If you can spot it on sensors I would assume you can at least try to shoot it too...

It would be a good reason to have some armament on even a small merchant besides trying to fight off the occasional pirate or whatever...
 
Question... What about allowing ships to use their weapons to zap these small offending objects? Couldn't a ship with some point defense system aboard simply turn something somewhat dangerous like a small rock into a number of even smaller ones to avoid damage?
If you can spot it on sensors I would assume you can at least try to shoot it too...

It would be a good reason to have some armament on even a small merchant besides trying to fight off the occasional pirate or whatever...

I didn't want to post the whole series, it's in my TC Universe, but yes I discuss this- if one were doing it CT style, the thing to do is constantly run Anti-Missile and Auto-Evade, treat the incoming object as an unguided missile that is not tracking per se, and play Asteroids or evade them in most cases.

These programs would only kick in for uncharted objects, in a settled system that would be only very very small rocks/ice. Otherwise flight paths would be set to avoid everything, under normal conditions.

Just a thought on this in the context of frac-C- faster you are going, less time you have to detect and avoid/shoot threatening objects since say a 2:1 time dilation would result in a 60 second alert being only 30 seconds of reaction and burn.

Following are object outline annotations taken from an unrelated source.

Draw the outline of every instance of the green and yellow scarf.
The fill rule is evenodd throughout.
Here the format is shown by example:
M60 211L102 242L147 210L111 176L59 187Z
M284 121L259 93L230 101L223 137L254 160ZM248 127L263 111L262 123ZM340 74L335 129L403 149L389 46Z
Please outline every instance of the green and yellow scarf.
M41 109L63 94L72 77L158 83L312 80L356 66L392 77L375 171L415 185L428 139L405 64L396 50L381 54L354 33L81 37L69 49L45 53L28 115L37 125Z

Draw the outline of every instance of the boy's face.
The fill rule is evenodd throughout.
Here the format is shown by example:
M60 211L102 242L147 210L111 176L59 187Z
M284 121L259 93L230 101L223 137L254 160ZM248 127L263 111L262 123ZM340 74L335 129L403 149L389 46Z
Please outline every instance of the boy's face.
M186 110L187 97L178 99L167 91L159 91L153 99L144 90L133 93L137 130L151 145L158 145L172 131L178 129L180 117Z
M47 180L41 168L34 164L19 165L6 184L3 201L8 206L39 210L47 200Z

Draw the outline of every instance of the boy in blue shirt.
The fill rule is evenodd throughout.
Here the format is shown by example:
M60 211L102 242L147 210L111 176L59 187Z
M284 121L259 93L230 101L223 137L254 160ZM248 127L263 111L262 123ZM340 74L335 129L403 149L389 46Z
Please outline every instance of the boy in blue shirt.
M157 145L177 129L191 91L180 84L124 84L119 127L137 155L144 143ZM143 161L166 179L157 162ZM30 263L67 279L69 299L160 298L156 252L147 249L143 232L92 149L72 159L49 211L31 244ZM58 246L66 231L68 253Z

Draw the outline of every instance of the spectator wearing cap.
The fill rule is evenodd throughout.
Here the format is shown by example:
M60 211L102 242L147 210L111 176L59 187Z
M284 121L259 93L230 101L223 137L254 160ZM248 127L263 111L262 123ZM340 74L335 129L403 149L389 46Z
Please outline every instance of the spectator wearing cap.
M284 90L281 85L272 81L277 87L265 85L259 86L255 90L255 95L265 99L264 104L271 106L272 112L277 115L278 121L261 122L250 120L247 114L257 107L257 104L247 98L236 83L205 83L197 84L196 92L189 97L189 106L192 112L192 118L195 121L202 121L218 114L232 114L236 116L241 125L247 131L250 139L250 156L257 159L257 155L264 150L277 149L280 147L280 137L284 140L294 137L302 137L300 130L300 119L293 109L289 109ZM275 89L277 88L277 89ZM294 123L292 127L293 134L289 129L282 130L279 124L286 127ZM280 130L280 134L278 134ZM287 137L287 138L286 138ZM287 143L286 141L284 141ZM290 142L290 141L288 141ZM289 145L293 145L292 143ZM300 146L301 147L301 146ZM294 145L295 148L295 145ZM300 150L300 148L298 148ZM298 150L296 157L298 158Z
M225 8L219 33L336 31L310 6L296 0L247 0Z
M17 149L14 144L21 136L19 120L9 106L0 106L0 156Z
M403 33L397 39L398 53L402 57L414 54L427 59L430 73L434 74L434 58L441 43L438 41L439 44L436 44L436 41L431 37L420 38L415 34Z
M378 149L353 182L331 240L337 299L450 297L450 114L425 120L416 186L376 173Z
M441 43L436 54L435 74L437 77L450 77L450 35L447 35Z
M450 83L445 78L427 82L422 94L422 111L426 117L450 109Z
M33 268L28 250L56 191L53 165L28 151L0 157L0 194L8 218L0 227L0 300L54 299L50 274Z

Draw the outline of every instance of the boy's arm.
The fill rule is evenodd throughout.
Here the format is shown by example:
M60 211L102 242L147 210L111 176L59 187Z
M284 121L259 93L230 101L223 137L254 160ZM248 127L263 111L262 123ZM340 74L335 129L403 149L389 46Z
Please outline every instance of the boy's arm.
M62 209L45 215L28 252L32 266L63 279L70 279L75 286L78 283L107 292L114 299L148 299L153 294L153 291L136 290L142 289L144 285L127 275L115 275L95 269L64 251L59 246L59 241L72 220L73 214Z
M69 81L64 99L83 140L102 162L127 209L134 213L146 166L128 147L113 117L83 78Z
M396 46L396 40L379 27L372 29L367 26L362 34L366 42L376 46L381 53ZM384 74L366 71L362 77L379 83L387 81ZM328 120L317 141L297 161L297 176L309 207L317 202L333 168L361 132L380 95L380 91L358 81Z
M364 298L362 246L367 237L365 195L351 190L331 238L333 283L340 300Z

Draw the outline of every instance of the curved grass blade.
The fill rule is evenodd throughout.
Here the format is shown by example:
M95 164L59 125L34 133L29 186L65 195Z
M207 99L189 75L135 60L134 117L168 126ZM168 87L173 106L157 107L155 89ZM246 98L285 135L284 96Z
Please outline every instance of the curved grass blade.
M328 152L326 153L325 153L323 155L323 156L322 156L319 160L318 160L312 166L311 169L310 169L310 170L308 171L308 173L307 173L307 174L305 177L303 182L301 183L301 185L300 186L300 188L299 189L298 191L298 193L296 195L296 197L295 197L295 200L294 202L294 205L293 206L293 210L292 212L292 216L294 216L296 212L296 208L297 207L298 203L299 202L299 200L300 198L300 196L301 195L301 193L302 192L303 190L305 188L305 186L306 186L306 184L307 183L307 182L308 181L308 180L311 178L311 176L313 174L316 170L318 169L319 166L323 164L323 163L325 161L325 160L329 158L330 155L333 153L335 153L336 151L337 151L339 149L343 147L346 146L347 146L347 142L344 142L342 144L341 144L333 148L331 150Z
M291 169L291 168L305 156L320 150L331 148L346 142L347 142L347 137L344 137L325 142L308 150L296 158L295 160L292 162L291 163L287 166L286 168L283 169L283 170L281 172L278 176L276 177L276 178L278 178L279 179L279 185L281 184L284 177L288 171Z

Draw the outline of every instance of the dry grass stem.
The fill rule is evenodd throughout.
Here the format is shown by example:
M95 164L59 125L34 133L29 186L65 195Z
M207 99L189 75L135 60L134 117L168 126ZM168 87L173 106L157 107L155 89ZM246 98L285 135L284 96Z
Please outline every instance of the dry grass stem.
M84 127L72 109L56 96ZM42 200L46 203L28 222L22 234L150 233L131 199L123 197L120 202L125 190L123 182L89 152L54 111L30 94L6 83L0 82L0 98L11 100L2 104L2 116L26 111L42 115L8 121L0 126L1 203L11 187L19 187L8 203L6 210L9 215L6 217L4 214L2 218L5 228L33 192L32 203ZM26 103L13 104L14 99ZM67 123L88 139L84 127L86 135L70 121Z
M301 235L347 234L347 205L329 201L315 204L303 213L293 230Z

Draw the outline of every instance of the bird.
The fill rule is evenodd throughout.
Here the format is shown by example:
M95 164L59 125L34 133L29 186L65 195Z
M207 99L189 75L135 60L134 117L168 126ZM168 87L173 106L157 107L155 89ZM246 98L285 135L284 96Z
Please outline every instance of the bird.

A big reason why I wouldn't want to go much past .8C even if I had the tools to clear them.
 
T5 to the rescue! It may not be that great of a game, but it is an awesome reference book for creative Traveller Refs. Lots of great ideas seen from the reference point of Traveller. It's like a printed volume of Marc's Ref's notes. Incomplete, maybe, and not quite ready for prime-time. But helpful to this CT Ref.



On page 365, Marc discusses NAFAL drives. Not As Fast As Light drives. There's a nice chart that shows time to the drive's max, real time, perceived time, and fraction of light speed.

The limit of standard Traveller M-Drives is 1,000 diameters (usually, the system's star). The M-Drive drops to 1% efficiency after that.

NAFAL drives are needed to go interstellar distances if the Jump Drive isn't used, and that takes....A LOT OF TIME. For example, a ship equipped with a 0.5c NAFAL drive can make it to a system 10 parsecs away in 3400 weeks (9.3 years). The occupants of that ship only age 2950 weeks (just over 8 years), due to relativity.

I labeled the thread "CT ONLY", but this is a nifty idea to bring into a CT game.